Desert Movement Arts to present work for National Water Dance Project


Desert Movement Arts will present its new piece, "Lack-of-Water Dance," on April 23.

How do you create a h2o-themed dance piece in the desert? You get innovative. 

That’s what Constance Clare-Newman, co-founder of Desert Motion Arts dance team, experienced to do ahead of the group’s cost-free 1 p.m. Saturday, April 23 performance at Unitarian Universalist Church of the Desert in Rancho Mirage.

We caught up with Clare-Newman to find out much more about her group’s historical past, how they fared all through the pandemic and what attendees can expect at their approaching functionality of “Deficiency-of-Drinking water Dance.”

Beneath is an edited edition of that discussion. 

Q: Can you give us a quick background of your business for people who aren’t familiar?

A: So it was started by me and Brittany Delaney, who’s no lengthier in the desert. She’s carrying out a lot of fantastic stuff in the LA location now. She and I started it simply because there was not definitely dance that was taking place that was like a lot more on the experimental aspect, or very internet site-unique work.
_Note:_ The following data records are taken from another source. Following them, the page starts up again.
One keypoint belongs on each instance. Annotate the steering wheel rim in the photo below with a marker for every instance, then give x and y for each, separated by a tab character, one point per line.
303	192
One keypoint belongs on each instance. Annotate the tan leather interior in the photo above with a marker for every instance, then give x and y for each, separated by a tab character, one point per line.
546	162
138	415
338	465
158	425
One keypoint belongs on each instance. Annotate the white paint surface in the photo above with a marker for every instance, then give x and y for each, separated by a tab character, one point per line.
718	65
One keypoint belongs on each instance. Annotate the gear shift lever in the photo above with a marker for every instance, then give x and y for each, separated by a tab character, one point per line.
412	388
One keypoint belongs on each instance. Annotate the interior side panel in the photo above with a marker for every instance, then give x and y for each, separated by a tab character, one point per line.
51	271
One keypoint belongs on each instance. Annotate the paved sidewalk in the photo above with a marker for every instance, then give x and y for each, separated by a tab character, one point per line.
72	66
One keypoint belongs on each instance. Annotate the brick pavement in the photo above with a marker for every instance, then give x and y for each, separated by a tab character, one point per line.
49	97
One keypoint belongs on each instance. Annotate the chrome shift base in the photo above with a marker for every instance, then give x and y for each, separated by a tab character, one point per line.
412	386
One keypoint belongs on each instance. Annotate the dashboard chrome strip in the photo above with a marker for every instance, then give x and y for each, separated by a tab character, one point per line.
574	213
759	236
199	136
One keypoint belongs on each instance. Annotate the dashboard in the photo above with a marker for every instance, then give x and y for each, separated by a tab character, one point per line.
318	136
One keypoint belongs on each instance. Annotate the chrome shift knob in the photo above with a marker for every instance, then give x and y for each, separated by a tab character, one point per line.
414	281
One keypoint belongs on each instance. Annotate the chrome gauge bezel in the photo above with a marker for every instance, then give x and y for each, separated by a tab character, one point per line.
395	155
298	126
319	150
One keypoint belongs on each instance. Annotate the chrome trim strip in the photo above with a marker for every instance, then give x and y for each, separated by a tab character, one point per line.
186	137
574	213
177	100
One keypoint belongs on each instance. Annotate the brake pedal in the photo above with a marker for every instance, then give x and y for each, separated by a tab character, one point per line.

And now there are some people in the desert who do Modernism 7 days, that kind of issue. But we more go into the desert and examine. Also, we’re an intergenerational company. So from the quite commencing, we experienced an occasional baby we started out out with — an 8-calendar year-aged dancer and a 70-year-old — so we definitely run the gamut from all the ages. This yr, I really don’t have any children, definitely due to the fact of COVID. But we do have [people] from like 42 I guess to 70ish. That is one more factor that is truly significant to me. I just turned 60, and I danced skillfully in my youth, and I danced semi skillfully, actually, up until 50 … and so I just actually wasn’t all set to give up transferring.